Manitoba Liquor & Lotteries plans to roll the dice on expanding its online gambling presence, as the Crown corporation’s revenues rebound following a year marked by pandemic shutdowns.
At a legislative committee hearing on Tuesday where he presented the corporation’s report for the 2020-21 fiscal year, president and CEO Manny Atwal said its financial situation is improving.
In the 2021-22 fiscal year so far, liquor sales are up, cannabis revenues should double because dozens of new stores have opened, and casino profits are rising because those venues have been open for much of the year, he said.
The corporation’s net income is expected to hit $570 million for the fiscal year ending this March, Atwal estimated, a notable increase from $425 million in 2020-21 but still down from the pre-pandemic $606 million reported in 2019-20.

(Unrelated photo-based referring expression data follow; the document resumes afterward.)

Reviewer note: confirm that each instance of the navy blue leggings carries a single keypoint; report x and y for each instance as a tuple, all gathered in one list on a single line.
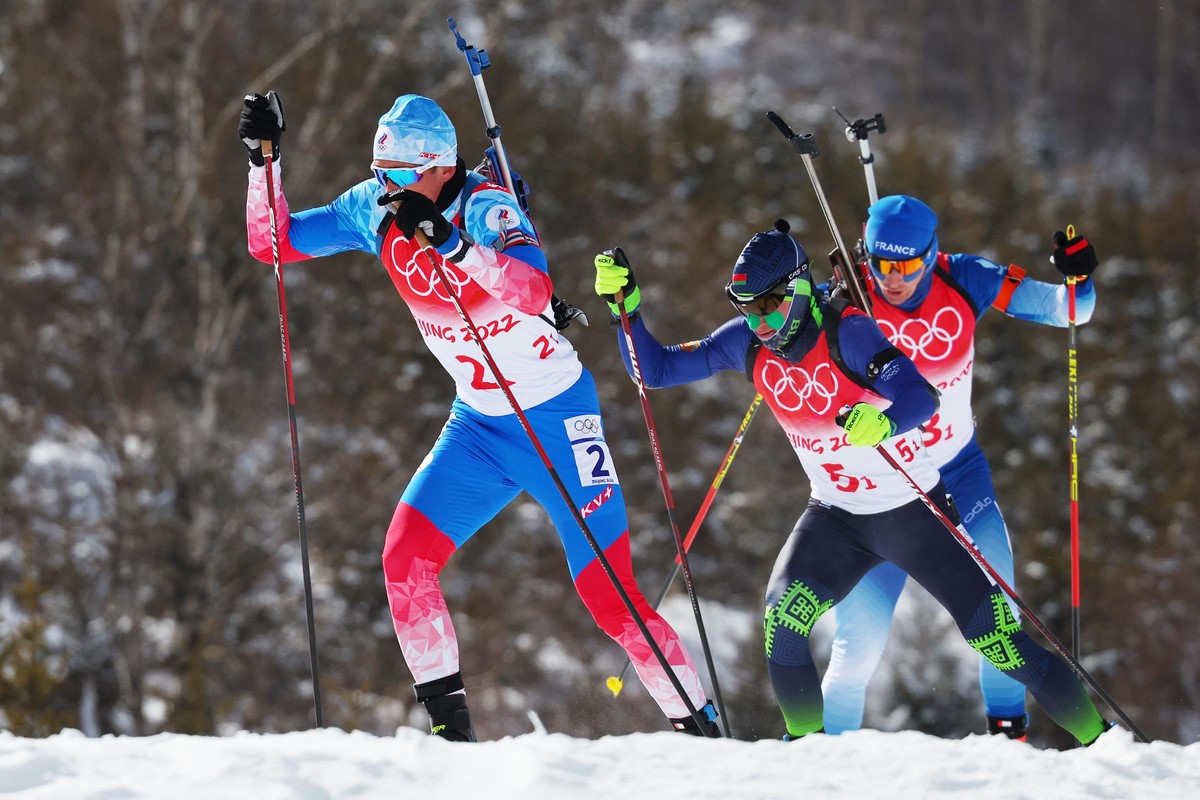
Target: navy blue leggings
[(827, 553)]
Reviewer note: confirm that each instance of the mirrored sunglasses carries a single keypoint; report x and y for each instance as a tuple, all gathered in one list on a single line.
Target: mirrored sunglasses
[(910, 269), (765, 308), (408, 175)]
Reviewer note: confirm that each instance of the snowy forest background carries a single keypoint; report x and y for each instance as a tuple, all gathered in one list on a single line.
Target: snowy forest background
[(149, 558)]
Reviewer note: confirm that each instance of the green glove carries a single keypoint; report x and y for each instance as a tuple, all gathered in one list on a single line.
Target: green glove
[(868, 426), (613, 275)]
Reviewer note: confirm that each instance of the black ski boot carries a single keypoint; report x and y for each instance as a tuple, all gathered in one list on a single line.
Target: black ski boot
[(687, 725), (1011, 727), (447, 704)]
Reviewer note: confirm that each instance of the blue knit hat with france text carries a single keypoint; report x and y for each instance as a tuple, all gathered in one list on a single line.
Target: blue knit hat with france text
[(900, 227)]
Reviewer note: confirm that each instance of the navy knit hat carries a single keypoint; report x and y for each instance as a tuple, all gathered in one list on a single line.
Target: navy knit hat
[(900, 227), (768, 259)]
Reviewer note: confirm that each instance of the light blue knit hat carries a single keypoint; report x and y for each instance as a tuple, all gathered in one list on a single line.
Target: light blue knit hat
[(900, 227), (417, 131)]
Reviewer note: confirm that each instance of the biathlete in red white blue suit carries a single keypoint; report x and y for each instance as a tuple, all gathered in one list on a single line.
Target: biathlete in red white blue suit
[(483, 458), (928, 304), (810, 359)]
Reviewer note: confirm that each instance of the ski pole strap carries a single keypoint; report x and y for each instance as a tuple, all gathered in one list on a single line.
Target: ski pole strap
[(1013, 277)]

One way Liquor & Lotteries hopes to bounce back financially is with the continued growth of online gaming.
It expects revenues of $50-$60 million this fiscal year alone through PlayNow.com, its online gaming platform.
Despite that significant growth, Manitoba’s venture faces competition from international players.
Atwal called PlayNow Manitoba’s only legal gaming site, but added “we also understand that many of our customers moved to illegal or grey-market sites.”
Liquor & Lotteries estimates the overall gaming market in Manitoba is worth $75 million to $150 million in revenue annually.
Gaming site needs exposure: CEO
PlayNow could take a larger share of that market with stronger brand awareness, he said.
“I know this group has heard of it, but I’m pretty sure most of you don’t know much about it,” Atwal told the committee, which has members from the governing Progressive Conservatives as well as the NDP and Liberals.
“That’s our challenge — we need to get Manitobans to know more about it.”
As for liquor, Atwal suspects Manitobans are “essentially at pre-pandemic consumption levels,” saying the panic buying of the early pandemic is behind us.
However, the consumer trend of visiting liquor stores less frequently but buying more product is continuing. Liquor & Lotteries also sees more people turning to “refreshment beverages” — such as hard seltzer products — rather than beer and wine.
Customers are spending more per product, too.
“Instead of spending $20 on a bottle of spirit, they’ll spend $23 on a bottle of spirit,” Atwal said.
Liquor sales hit $886 million in the 2020-21 fiscal year, an increase of 11 per cent from the year before.
Meanwhile, cannabis revenues jumped from $51.5 million in 2019-20 to $80.2 million in the last fiscal year.
Atwal anticipates a similar spike for 2021-22, because the number of cannabis stores could double in a year from around 70 to 140 locations. The Liquor, Gaming and Cannabis Authority of Manitoba currently lists 135 stores on its website.
Manitoba’s cannabis market is starting to approach market saturation, Atwal said, with that point likely somewhere between 170 to 200 stores.
Liquor store thefts, robberies plunge
The corporation’s boss also said the thousands of thefts Manitoba liquor stores saw in 2019 are a thing of the past, following new security measures.
He reported a 98 per cent decrease in thefts and a nearly 100 per cent drop in robberies after controlled entrances were installed at all Liquor Mart locations in Winnipeg and in some rural communities.
After public calls to add the security measures in more locations, controlled entrances were installed at Liquor Marts in Flin Flon and The Pas, and will soon be added in Thompson, Atwal said.
For its employees, Manitoba Liquor & Lotteries will make working from home a permanent measure, even after the pandemic subsides, Atwal said.
He said Liquor & Lotteries’ hybrid working model will allow corporate staff to work off-site and on-site in the long term, and will also let the corporation sell some real estate, such as the old distribution centre on Buffalo Place in Winnipeg.
“This is going to allow us to divest of multiple properties, achieve one-time net income benefits, plus reduce long-term occupancy costs, thereby improving profitability for the province.”